In Detroit copper theft was an epidemic a few years back. Once the easy stuff in abandoned houses was gone thieves went further afield. .
A few brave thieves went after power substations. For some thieves a lack of knowledge was fatal.
https://www.freep.com/story/news/local/michigan/detroit/2017...
This isn't just any regular copper cable:
How is this person alive? That’s a terrifying amount of relatively high frequency energy. And pressurized gasses of some sort.
I'm looking for a Kalshi bet that the perp is a tweaker.
They say it could cost $70,000 - $100,000 to repair, but I also wonder if they'll have to refund ad buys while they are running at 10 watts and such reduced coverage. Makes me also wonder what kind of insurance broadcasters might have for such incidents when they can't broadcast.
Oof, that's a bad day. I've had cable stolen from a tower site like that, but it was cable we had spooled out for installation the day before, not in active use.
The photo shows a cable ( with insulation ) that looks at least 4 inches thick ... (from a distance )
The alleged perpetrator — Paul Crisp
Nominative determinism in action.
Darwin awards should give this guy an honorable mention.

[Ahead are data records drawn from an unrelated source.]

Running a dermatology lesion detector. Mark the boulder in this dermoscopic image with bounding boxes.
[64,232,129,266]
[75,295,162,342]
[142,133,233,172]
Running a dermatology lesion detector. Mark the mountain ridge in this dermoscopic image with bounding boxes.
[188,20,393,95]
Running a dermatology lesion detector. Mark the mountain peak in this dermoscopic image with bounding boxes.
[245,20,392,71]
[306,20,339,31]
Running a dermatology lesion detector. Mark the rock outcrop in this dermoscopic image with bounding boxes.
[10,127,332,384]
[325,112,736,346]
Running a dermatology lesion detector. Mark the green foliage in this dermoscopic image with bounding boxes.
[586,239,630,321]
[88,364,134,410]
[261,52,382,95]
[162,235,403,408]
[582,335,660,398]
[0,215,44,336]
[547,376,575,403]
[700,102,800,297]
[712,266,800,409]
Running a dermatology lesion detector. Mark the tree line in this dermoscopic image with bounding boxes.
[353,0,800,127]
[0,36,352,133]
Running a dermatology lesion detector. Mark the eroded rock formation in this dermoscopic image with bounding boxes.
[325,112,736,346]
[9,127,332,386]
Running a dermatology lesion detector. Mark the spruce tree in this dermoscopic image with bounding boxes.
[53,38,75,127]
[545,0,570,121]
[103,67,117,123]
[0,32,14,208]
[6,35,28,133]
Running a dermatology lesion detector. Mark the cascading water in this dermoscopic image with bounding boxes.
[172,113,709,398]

Reads like a super-villain origin story. Welp, I guess he doesn't have to worry about getting the electric chair.
That’s wild. Radio transmission power is no joke.
I replaced the 100W FM transmitter on our college radio tower and got in front of the emitter beam for like 10 seconds and my head rung for a week. The amps and power aren’t to be messed with.
I can’t even imagine messing with 100K line that’s a solid block of copper
The trash thief will never be able to replace that. I guess insurance will help but that’s just another excuse for them to raise rates.
That thief should be indentured until he pays it back in full.
Is it too soon to talk about regulating the $#@* out of scrap-metal dealers?
[dead]
Cutting a live transmission line is incredibly foolish, for many reasons, but I'm guessing the station has a modern(ish) solid state transmitter, which has great foldback protection.
I've seen (and personally tested) AM transmitters dead shorting, and within less than a second (probably less than 100ms, but I haven't measured precisely) it will fold back on a dead short to like 1% of its operating power, lower if it still detects a short.
This is to protect the (even more expensive) transmitter from lightning strikes or other weird eventualities (like the line leaking pressurized nitrogen, used to prevent shorts from moisture mainly).
But replacing that 3" transmission line is not cheap or fast. Usually the runs are planned and designed, and every elbow / connection has losses that are accounted for.